Outside a building with yellow grass and empty Cheetos bags in the courtyard, I was blocked by a gate with a broken intercom. This was on a Jonquil Terrace, low-income street in the neighborhood known colloquially as the Juneway Jungle or, even more colloquially, “The Jungle.” I called the management company number bolted to the brick wall.

“This is the Census Bureau. I need someone to let me in your building.”

“We don’t have time to send anyone over,” an irritated woman with a European accent said. “Why don’t you just mail people a form?”

“We did that,” I told her. “We’re trying to find the people who didn’t send their forms back.”

“WELL, HAS IT OCCURRED TO YOU THEY MIGHT NOT WANT TO PARTICIPATE?” she snapped.

“Ma’am,” I said, “this is the Census. We have to count everyone. It’s in the Constitution.”

I envied rural and suburban enumerators, who didn’t have to talk their way into high-rises. They also didn’t look out of place wearing a tie.

(“This ain’t a good day to be sellin’ insurance!” someone had shouted, as I walked to my addresses. I flipped my satchel to show I was “the census man.”)

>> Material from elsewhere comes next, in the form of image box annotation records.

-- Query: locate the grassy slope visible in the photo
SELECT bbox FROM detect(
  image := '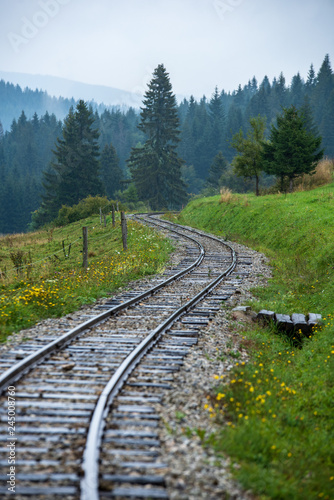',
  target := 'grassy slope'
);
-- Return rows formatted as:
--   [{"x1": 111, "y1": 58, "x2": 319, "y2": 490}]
[
  {"x1": 0, "y1": 217, "x2": 172, "y2": 341},
  {"x1": 179, "y1": 185, "x2": 334, "y2": 500}
]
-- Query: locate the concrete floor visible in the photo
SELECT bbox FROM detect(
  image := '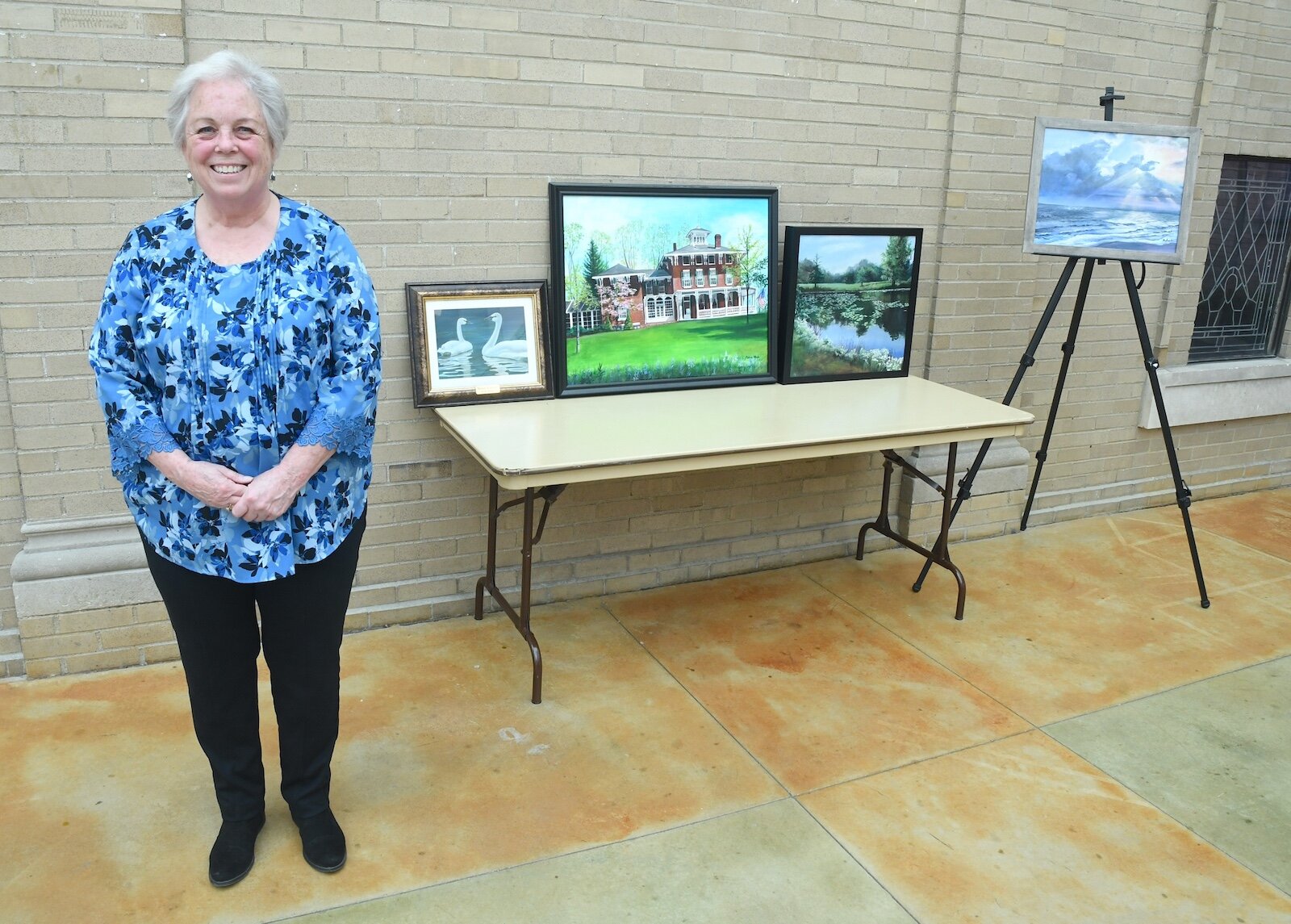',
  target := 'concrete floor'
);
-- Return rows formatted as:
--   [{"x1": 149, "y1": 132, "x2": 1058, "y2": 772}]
[{"x1": 0, "y1": 491, "x2": 1291, "y2": 924}]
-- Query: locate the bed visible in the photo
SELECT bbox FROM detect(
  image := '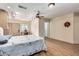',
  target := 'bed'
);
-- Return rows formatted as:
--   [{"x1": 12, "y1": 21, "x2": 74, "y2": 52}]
[{"x1": 0, "y1": 35, "x2": 47, "y2": 56}]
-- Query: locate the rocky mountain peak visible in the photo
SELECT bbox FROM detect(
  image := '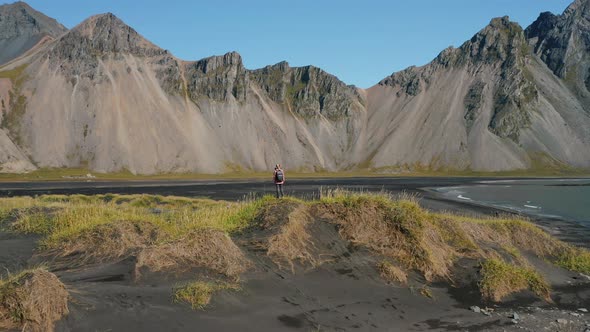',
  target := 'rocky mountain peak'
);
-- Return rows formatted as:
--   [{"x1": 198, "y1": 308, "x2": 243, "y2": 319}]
[
  {"x1": 250, "y1": 61, "x2": 362, "y2": 120},
  {"x1": 186, "y1": 52, "x2": 248, "y2": 101},
  {"x1": 461, "y1": 16, "x2": 527, "y2": 63},
  {"x1": 563, "y1": 0, "x2": 590, "y2": 18},
  {"x1": 0, "y1": 1, "x2": 67, "y2": 39},
  {"x1": 46, "y1": 13, "x2": 168, "y2": 76},
  {"x1": 526, "y1": 0, "x2": 590, "y2": 79},
  {"x1": 63, "y1": 13, "x2": 162, "y2": 56},
  {"x1": 0, "y1": 2, "x2": 67, "y2": 65}
]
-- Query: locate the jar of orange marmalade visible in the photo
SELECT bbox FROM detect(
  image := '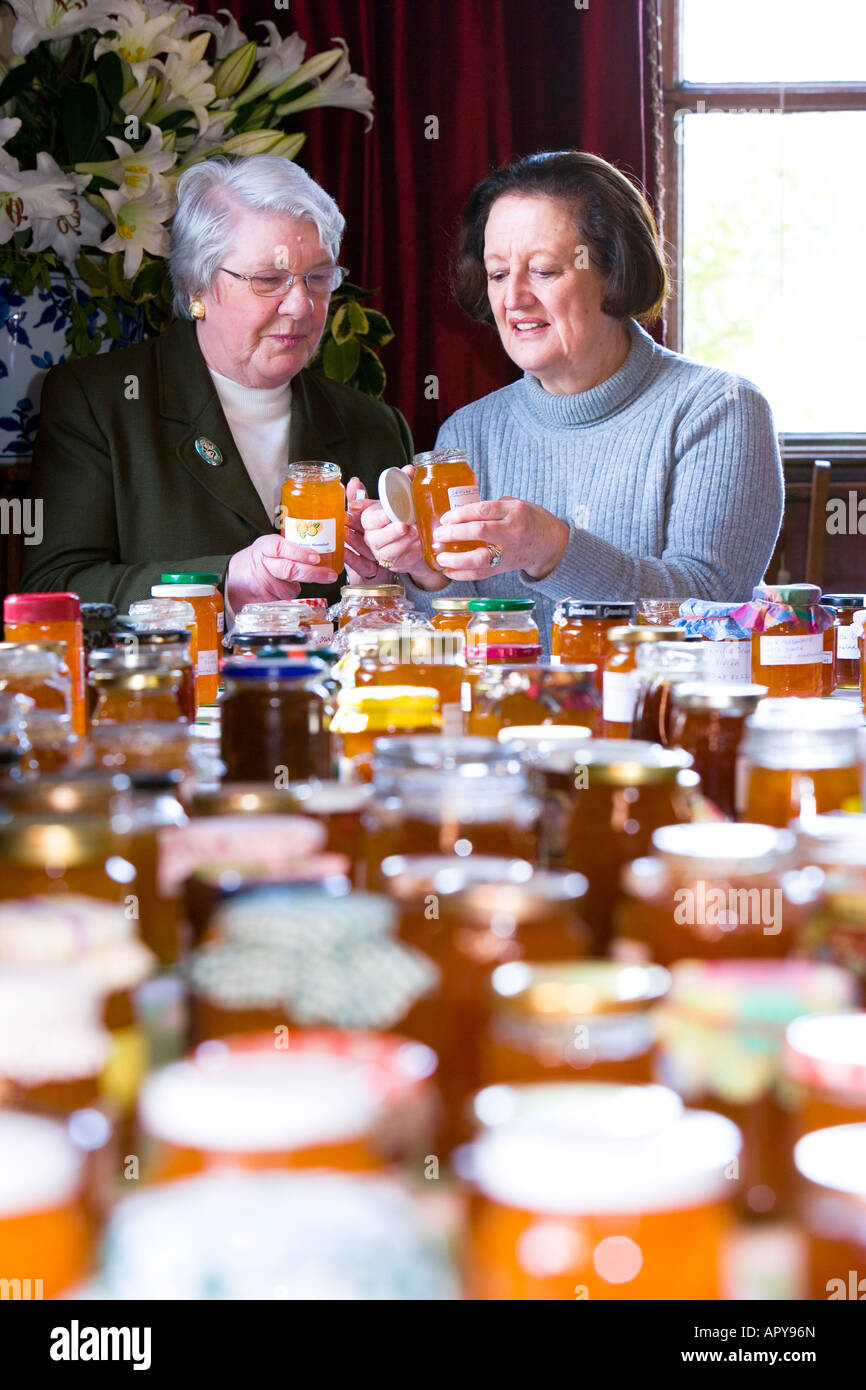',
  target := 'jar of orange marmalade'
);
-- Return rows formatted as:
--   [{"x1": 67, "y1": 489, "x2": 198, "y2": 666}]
[
  {"x1": 602, "y1": 624, "x2": 685, "y2": 738},
  {"x1": 3, "y1": 594, "x2": 88, "y2": 738},
  {"x1": 670, "y1": 681, "x2": 767, "y2": 820},
  {"x1": 731, "y1": 584, "x2": 834, "y2": 698},
  {"x1": 794, "y1": 1123, "x2": 866, "y2": 1300},
  {"x1": 737, "y1": 696, "x2": 860, "y2": 826},
  {"x1": 561, "y1": 738, "x2": 694, "y2": 963},
  {"x1": 550, "y1": 599, "x2": 634, "y2": 694},
  {"x1": 616, "y1": 821, "x2": 808, "y2": 965},
  {"x1": 0, "y1": 1111, "x2": 96, "y2": 1298},
  {"x1": 461, "y1": 1081, "x2": 741, "y2": 1302},
  {"x1": 411, "y1": 449, "x2": 481, "y2": 574},
  {"x1": 482, "y1": 960, "x2": 670, "y2": 1086},
  {"x1": 279, "y1": 460, "x2": 346, "y2": 574}
]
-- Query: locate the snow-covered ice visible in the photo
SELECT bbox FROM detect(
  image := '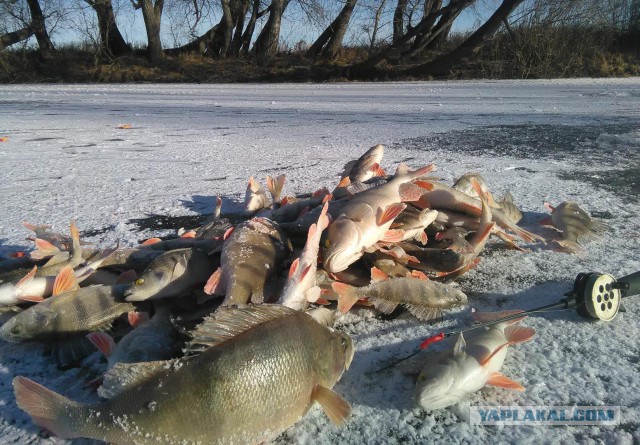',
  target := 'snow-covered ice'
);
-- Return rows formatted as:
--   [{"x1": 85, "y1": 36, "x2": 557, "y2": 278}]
[{"x1": 0, "y1": 78, "x2": 640, "y2": 444}]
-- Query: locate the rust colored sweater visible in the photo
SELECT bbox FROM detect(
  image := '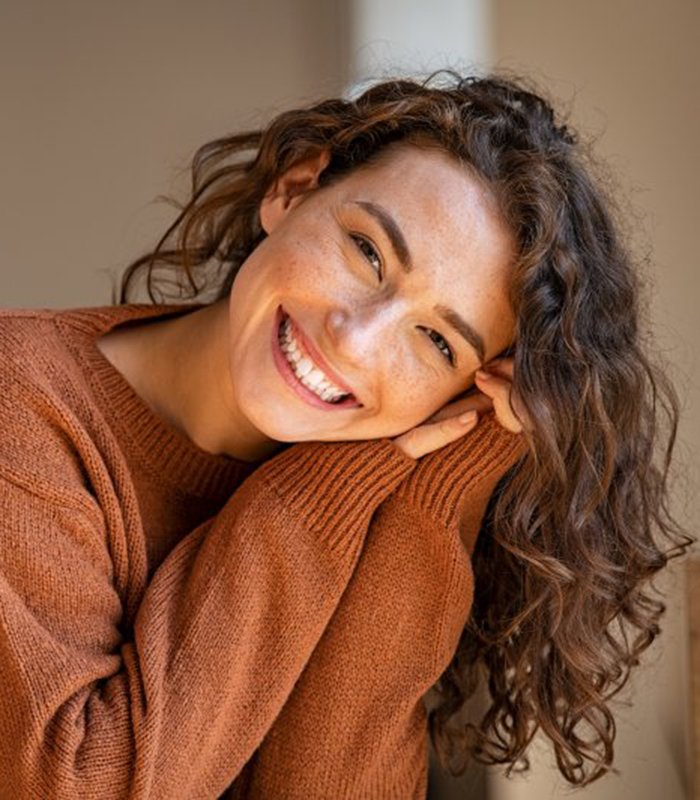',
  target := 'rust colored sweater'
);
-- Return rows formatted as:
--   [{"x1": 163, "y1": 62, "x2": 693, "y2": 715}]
[{"x1": 0, "y1": 304, "x2": 522, "y2": 800}]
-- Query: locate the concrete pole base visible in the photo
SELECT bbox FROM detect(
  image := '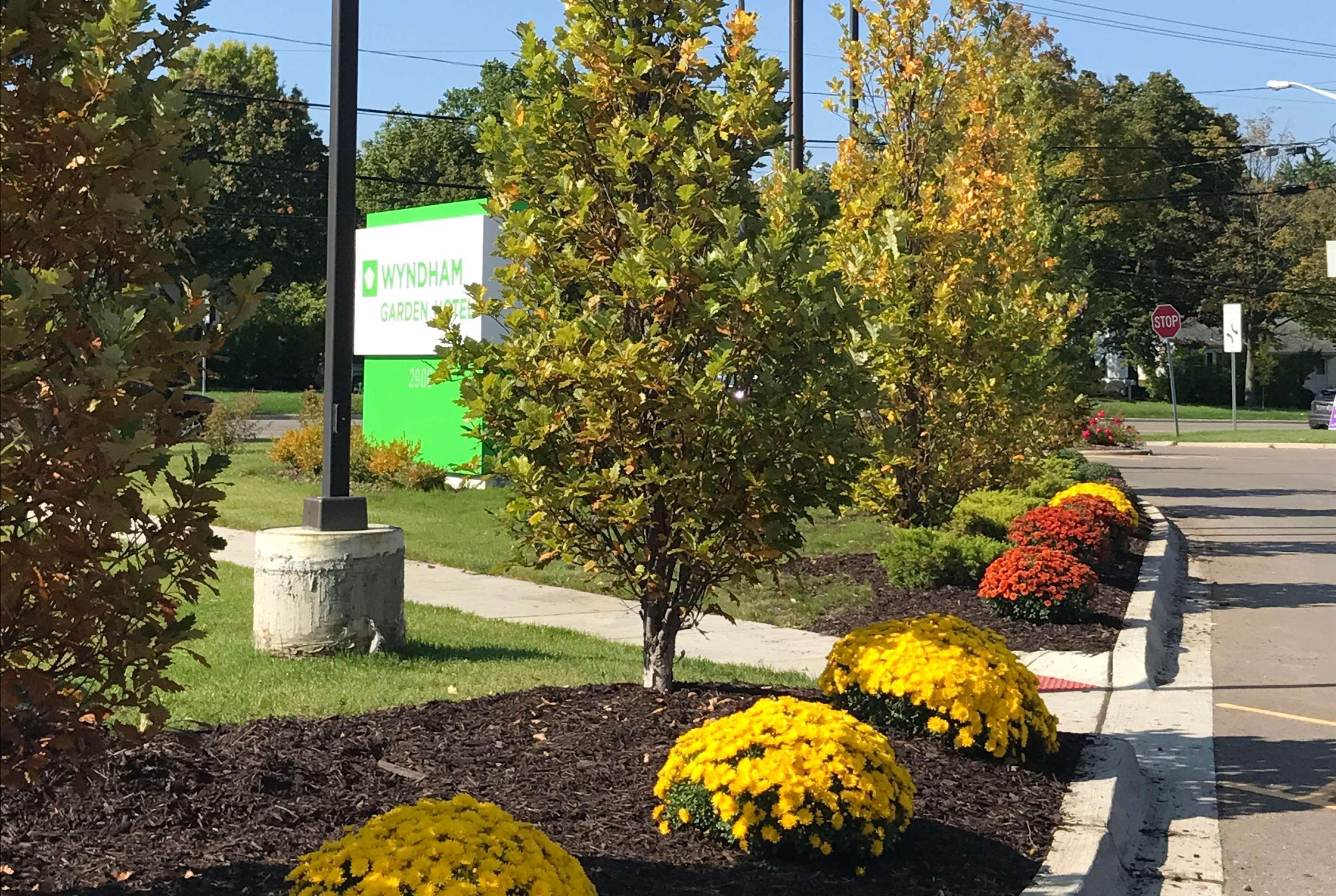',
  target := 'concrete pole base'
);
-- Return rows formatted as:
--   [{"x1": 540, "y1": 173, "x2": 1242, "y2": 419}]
[{"x1": 253, "y1": 526, "x2": 406, "y2": 658}]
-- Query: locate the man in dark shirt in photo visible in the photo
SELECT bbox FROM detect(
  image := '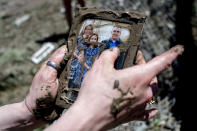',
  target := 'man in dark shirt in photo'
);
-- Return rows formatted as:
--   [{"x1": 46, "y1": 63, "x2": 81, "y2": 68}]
[{"x1": 102, "y1": 25, "x2": 125, "y2": 69}]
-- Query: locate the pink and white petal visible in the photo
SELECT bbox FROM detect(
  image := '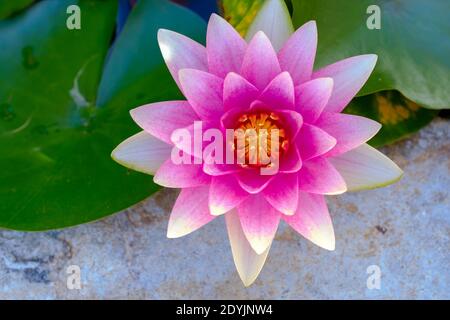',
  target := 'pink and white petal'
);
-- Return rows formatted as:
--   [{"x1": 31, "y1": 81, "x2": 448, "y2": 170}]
[
  {"x1": 206, "y1": 13, "x2": 247, "y2": 78},
  {"x1": 298, "y1": 157, "x2": 347, "y2": 195},
  {"x1": 111, "y1": 131, "x2": 172, "y2": 175},
  {"x1": 276, "y1": 110, "x2": 303, "y2": 140},
  {"x1": 296, "y1": 123, "x2": 336, "y2": 161},
  {"x1": 258, "y1": 72, "x2": 295, "y2": 110},
  {"x1": 278, "y1": 21, "x2": 317, "y2": 85},
  {"x1": 167, "y1": 186, "x2": 215, "y2": 238},
  {"x1": 158, "y1": 29, "x2": 208, "y2": 90},
  {"x1": 237, "y1": 194, "x2": 281, "y2": 254},
  {"x1": 283, "y1": 192, "x2": 335, "y2": 251},
  {"x1": 178, "y1": 69, "x2": 223, "y2": 120},
  {"x1": 223, "y1": 72, "x2": 260, "y2": 111},
  {"x1": 153, "y1": 159, "x2": 211, "y2": 188},
  {"x1": 312, "y1": 54, "x2": 378, "y2": 112},
  {"x1": 241, "y1": 31, "x2": 281, "y2": 90},
  {"x1": 171, "y1": 121, "x2": 216, "y2": 159},
  {"x1": 209, "y1": 175, "x2": 249, "y2": 215},
  {"x1": 263, "y1": 173, "x2": 298, "y2": 215},
  {"x1": 329, "y1": 144, "x2": 403, "y2": 191},
  {"x1": 225, "y1": 210, "x2": 270, "y2": 287},
  {"x1": 203, "y1": 161, "x2": 240, "y2": 176},
  {"x1": 236, "y1": 169, "x2": 275, "y2": 194},
  {"x1": 130, "y1": 101, "x2": 200, "y2": 144},
  {"x1": 295, "y1": 78, "x2": 333, "y2": 124},
  {"x1": 246, "y1": 0, "x2": 294, "y2": 51},
  {"x1": 280, "y1": 143, "x2": 303, "y2": 173},
  {"x1": 316, "y1": 112, "x2": 381, "y2": 157}
]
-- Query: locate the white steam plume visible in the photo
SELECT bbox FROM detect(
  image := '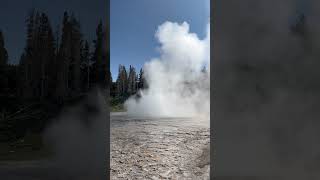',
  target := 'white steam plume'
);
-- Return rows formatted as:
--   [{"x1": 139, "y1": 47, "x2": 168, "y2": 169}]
[{"x1": 125, "y1": 22, "x2": 210, "y2": 118}]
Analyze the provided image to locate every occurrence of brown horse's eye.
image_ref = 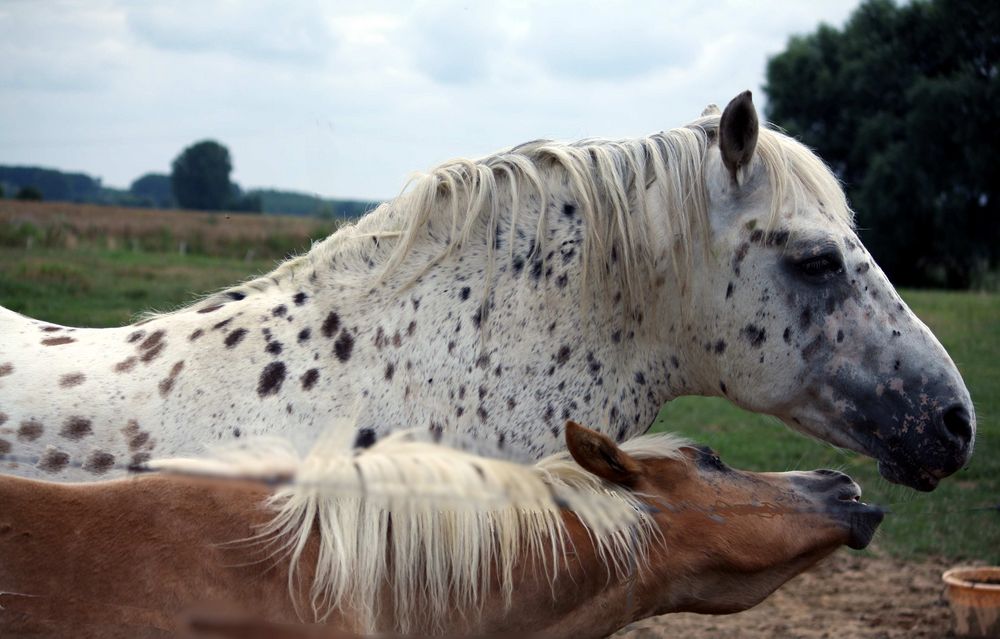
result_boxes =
[698,446,729,471]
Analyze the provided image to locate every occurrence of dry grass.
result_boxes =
[0,200,336,258]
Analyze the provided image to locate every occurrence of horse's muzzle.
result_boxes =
[798,469,885,550]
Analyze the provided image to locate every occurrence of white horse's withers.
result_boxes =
[0,93,975,489]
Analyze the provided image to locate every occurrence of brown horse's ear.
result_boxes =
[566,421,641,486]
[719,91,760,184]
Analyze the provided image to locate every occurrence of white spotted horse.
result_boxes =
[0,92,976,490]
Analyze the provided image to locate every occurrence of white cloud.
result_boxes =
[0,0,855,197]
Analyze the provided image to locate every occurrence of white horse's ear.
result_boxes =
[566,421,642,486]
[719,91,760,184]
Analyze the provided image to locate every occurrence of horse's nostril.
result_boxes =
[943,404,972,447]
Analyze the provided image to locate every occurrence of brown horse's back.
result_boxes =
[0,476,308,639]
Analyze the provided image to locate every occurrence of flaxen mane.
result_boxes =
[151,420,686,633]
[188,110,853,322]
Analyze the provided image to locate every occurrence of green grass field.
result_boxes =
[0,242,1000,564]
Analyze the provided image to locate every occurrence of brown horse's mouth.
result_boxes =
[836,484,886,550]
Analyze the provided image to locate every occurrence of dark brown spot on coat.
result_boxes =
[17,419,45,442]
[354,428,375,448]
[59,415,94,441]
[129,453,152,466]
[299,368,319,390]
[257,362,285,397]
[59,373,87,388]
[83,450,115,475]
[114,356,139,373]
[223,328,247,348]
[36,448,69,473]
[122,419,150,453]
[160,360,184,397]
[333,331,354,362]
[139,342,167,364]
[556,344,571,366]
[322,311,340,337]
[733,242,750,275]
[740,324,767,348]
[802,334,826,360]
[139,329,167,351]
[799,306,812,330]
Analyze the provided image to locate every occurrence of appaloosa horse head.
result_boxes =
[0,93,975,490]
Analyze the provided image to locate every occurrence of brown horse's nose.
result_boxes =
[798,468,861,503]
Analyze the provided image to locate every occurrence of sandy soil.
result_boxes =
[614,549,954,639]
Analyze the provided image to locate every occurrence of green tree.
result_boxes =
[170,140,233,211]
[14,186,42,202]
[765,0,1000,287]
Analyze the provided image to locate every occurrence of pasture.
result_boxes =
[0,201,1000,563]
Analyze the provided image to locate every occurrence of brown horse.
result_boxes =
[0,422,882,639]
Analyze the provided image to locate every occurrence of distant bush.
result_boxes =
[14,186,42,202]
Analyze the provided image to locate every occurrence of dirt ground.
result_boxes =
[613,549,954,639]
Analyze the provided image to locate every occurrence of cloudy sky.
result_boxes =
[0,0,857,199]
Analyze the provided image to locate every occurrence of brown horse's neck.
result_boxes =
[0,476,315,637]
[0,476,664,638]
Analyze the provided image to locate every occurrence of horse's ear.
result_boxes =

Three minutes later, I followed a tenant into the courtyard. It was the government’s good fortune that the locks on the exterior doors were broken, too, so I could pester everyone in the building right on their doorsteps. That beat an intercom. It’s easy to get information out of people when you wave a federal ID in their faces.

Despite my best efforts at trespassing, I was unable to complete a form for four units in that building. The same thing happened in another slummy building on my beat. The slumlord refused to cooperate. (Most building managers shared their tenant lists with me, allowing me to count people I couldn’t catch at home.) There must have been hundreds, even thousands of buildings like that around the city. The nature of census taking and of poor, immigrant populations in urban areas guarantees that cities will be undercounted in comparison to suburbs and small towns, and thus be deprived their fair share of federal resources: $1,200 per person annually.

According to the Tribune, “the administration estimates the census missed as many as 2,350 Chicagoans, who, if counted, would bring in an extra $2.8 million per year in federal funding.”

I’ll bet we missed more than that, but it would take another army of enumerators to find them.